RIFORMA PENSIONI, IL POST QUOTA-100

Si sta parlando molto in questi giorni di riforma pensioni, soprattutto dopo che il Premier Conte ha ricordato che Quota 100 non verrà rinnovata dopo il 2021. Giuseppe Pennisi, in un articolo pubblicato su formiche.net, spiega che per sostituire tale misura “sono state lanciate ipotesi varie quali Quota 101, Quota 98 (non per tutti) e Quota 41 (ma con penalizzazioni)”, ma l’economista non dimentica di citare il fatto che “pare che per smussare lo scalone, il governo pensi a Quota 102”, “che, fisserebbe come età minima anagrafica per poter richiedere la pensione anticipata non più a 62 anni ma 64. I requisiti contributivi resterebbero a 38 anni di contributi versati.

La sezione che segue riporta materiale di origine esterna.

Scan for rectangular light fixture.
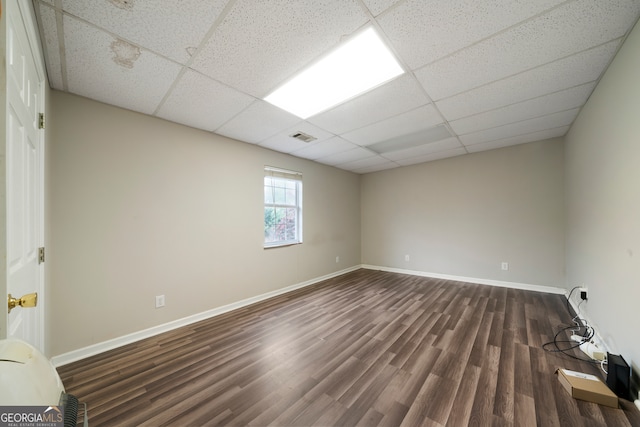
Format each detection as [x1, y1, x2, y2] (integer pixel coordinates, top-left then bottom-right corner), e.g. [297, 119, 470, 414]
[265, 27, 404, 119]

Si arriverebbe a una decurtazione sul trattamento pensionistico circa del 5%”.



L’ALTERNATIVA A QUOTA 102

Questa Quota 102, secondo le stime dei sindacati, “potrebbe interessare fino a 150 mila cittadini italiani all’anno e che costerebbe circa 8 miliardi il primo anno, con una lieve diminuzione negli anni successivi”. Secondo Pennisi, “una delle ipotesi che va analizzata con attenzione è quella del ricorso a un meccanismo flessibile, coerente con i principi del meccanismo contributivo/Ndc per il calcolo delle spettanze, con facoltà d’uscita a partire da 62, o 63, anni d’età anagrafica e almeno 36, o 37, anni di contribuzione con una penalizzazione del trattamento di circa il 2,8-3% per ogni anno d’anticipo rispetto al limite dei 67 anni per il pensionamento di vecchiaia”. L’economista avverte infine che non è ipotizzabile pensare di usare le risorse del Recovery fund per finanziare misure di pensionamento anticipato.